We begin by assuming that P lies in the right-half-plane, that P=(a,a³) for some a>0. (If P=(0,0) the tangent will not intersect the curve again.) The tangent line at P is given by

y=3a²x-2a³

To find x coordinate of Q, we need to solve x³=3a²x-2a³ or x³-3a²x+2a³=0. Since x=a satisfies this cubic, x-a is a factor, and

0=x³-3a²x+2a³=(x-a)(x²+ax-2a²)=(x-a)²(x+2a)

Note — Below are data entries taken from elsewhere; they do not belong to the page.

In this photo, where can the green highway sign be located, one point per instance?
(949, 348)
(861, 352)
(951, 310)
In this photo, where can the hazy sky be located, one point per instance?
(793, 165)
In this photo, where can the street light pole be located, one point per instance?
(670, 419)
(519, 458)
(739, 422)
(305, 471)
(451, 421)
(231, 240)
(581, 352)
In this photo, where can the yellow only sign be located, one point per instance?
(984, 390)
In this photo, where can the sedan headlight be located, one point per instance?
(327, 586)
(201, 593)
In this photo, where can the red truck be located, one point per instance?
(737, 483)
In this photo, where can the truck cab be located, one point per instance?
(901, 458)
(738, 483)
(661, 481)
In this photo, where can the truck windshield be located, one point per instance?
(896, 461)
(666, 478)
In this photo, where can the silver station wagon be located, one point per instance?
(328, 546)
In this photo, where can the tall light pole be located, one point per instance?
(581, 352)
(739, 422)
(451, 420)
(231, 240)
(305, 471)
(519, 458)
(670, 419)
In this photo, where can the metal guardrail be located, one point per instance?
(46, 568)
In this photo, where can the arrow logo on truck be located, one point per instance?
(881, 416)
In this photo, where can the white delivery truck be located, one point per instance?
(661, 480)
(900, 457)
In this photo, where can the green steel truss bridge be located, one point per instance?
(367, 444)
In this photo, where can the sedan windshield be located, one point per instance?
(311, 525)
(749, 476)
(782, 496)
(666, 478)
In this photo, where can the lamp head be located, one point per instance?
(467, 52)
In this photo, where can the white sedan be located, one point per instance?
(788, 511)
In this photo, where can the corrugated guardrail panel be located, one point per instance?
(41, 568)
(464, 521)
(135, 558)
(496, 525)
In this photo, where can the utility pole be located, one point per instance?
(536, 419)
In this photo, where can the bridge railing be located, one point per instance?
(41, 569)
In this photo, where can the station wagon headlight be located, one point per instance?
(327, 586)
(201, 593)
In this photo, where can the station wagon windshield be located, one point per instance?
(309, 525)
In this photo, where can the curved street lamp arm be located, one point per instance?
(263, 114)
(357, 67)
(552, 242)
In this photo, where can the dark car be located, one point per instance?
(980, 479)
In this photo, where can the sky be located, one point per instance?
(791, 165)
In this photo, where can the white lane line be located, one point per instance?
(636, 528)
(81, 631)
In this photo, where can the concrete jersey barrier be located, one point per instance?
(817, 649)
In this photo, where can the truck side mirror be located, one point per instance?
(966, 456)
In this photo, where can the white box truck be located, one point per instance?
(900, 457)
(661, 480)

So Q=(-2a,-8a³). The tangent line at Q is given by

y=12a²x+16a³

Again we need to solve a cubic, x³=12a²x+16a³. Again we know a root, namely x=-2a. So the tangent line at Q intersects y=x³ at (4a, 64a³). As a result,

$$\begin{eqnarray*}A&=&\int_{-2a}^a x^3-(3a^2x-2a^3)\; dx = 27a^4/4\\ B&=&\int_{-2a}^{4a} (12a^2x+16a^3)-x^3\; dx = 108a^4 \end{eqnarray*}$$

So

$$\frac{B}{A}=16$$

Because y=x³ is symmetric about the origin, this relationship holds for P in the left-half-plane as well.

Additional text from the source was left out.